Vietnam needs stronger human resources to serve the growing integrated circuit IC industry to create greater investment opportunities
Apple assembler Foxconn is planning to build a $40 million factory in Dong Mai Industrial Park in Quang Ninh Province. - Photo 9tomac
Mai Anh Tuan from the National Centre for Technological Progress under the Ministry of Science and Technology, said, "IC is at the heart of all electronic devices. The industry offers core support to other industries such as information technology, telecoms, and mechanical and automated engineering.”
Tuan told Viet Nam News: “The US-China trade war will rearrange global industrial production. Vietnam is one of best equipped countries in the region to attract a hi-tech production investment wave.”
Big IC companies such as Samsung, LG, Sharp and Foxconn are reported to be planning to expand in the country.
With 20 years of experience in the industry, Terry Teh, director at Advinno Technologies Pte Ltd, Singapore could also see the opportunities for Vietnam.
“Vietnam is strong in IC design so a lot of multi-national companies are coming to the country,” he told Viet Nam News.
Teh also said Vietnam could build an ecosystem with the Government, universities and companies involved to boost development in the country.
However, Tuan, who runs the IC Microfabrication Laboratory and Pilot Plant Center at Hoa Lac High-tech Park, said: “Vietnam is lacking in well trained IC engineers.”
There are about 100,000 fresh under-graduate engineers each year, but they are still far behind the middle- and high-level IC engineers needed in Vietnam over the next five years as the industry rapidly grows.
There are now more than 300,000 enterprises in HCM City and the number is forecast to reach 500,000 in 2020, raising the demand for high-quality labour.
The demand for highly skilled workers has grown at least 20 per cent per year in the last three years, but labour supply cannot meet demand.
Tuan said to fill the gap Vietnam should also introduce IC training at local vocational and short-term training centres, as well as colleges and universities.
Tran Phu Duy, a research associate at Future Industries Institute, University of South Australia, told Viet Nam News: “Vietnam and Australia are co-operating in technology and innovation, and Australia will help Vietnam to grow its technology workforce to serve the 4.0 era. Thus, Vietnam has a good opportunity to develop its IC engineers.”

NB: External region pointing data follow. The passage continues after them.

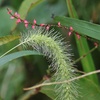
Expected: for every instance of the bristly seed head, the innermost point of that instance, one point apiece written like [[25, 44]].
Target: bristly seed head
[[49, 43]]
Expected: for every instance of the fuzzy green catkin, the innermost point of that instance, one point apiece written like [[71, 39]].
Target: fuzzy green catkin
[[50, 44]]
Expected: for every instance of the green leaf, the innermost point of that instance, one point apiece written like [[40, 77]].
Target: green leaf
[[25, 8], [5, 22], [49, 91], [83, 48], [59, 7], [80, 26], [13, 56], [89, 90], [6, 39]]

Duy, who is an expert in sensor and microchip research, is co-operating with the Vietnam Institute of Technology Application to research and manufacture biochemical sensors with ultra-high sensitivity that can quickly detect the risk of pre-eclampsia.

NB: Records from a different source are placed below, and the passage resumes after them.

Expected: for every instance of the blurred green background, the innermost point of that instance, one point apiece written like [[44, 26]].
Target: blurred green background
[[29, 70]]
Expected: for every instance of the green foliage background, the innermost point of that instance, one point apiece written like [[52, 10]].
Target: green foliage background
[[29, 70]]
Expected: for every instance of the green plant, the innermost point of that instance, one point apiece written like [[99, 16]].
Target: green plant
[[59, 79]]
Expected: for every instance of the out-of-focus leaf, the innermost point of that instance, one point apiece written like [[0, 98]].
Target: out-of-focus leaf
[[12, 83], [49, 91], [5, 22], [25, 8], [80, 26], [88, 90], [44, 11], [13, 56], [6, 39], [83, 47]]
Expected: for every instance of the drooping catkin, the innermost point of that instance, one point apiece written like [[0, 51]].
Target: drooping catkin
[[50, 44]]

He said that human resources were both an advantage and challenge for Vietnam.
“It is a challenge to train IC staff but it is more difficult to keep them once they are skilled,” said Duy, adding that the country needed a mechanism to attract knowledgeable experts and researchers who could train adjacent engineers to develop the IC industry.
Agreeing with Duy, Tuan said few people worked in the industry and those that did keep switching jobs for higher salaries, causing instability in the local industry.

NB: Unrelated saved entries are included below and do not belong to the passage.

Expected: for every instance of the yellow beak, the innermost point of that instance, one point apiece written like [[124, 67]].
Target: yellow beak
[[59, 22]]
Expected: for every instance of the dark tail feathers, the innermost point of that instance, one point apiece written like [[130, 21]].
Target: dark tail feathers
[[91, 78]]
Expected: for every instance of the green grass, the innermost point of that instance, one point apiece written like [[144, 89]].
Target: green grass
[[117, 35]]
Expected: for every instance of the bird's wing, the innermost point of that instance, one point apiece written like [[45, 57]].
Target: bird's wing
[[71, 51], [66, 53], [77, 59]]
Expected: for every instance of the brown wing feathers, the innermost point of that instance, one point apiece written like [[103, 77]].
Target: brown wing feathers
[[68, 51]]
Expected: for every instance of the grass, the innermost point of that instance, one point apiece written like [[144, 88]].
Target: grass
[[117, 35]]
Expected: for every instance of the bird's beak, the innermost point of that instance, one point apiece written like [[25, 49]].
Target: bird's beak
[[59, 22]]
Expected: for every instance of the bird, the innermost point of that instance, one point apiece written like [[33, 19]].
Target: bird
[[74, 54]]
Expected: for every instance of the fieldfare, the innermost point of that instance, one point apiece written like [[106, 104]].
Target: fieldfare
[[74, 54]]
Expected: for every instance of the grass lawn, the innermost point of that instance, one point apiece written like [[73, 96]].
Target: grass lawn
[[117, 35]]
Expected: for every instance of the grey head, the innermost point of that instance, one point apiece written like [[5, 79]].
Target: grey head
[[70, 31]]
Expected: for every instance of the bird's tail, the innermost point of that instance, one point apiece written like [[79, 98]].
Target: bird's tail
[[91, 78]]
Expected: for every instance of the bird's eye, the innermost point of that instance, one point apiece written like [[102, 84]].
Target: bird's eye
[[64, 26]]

He said, “Vietnam should create better conditions to train more IC engineers as well as to attract Vietnamese IC experts who are working in Japan, the Republic of Korea, Taiwan (China) and the US to serve their country.”
As a first step to solving the problem, Phenikaa Group has decided to spend VND500 billion (US$21.5 million) on a fund for research and training human resources in IC design. President of the group Ho Xuan Nang made the announcement at a workshop which gathered 100 international and domestic experts in Hanoi this month.
The workshop on IC Design and Fabrication (We Fab) was being held for the second time in Hanoi to discuss IC simulation and modelling; specialised IC design and manufacturing; sensor technology; and Industry 4.0 and its impacts on Vietnam's future industry.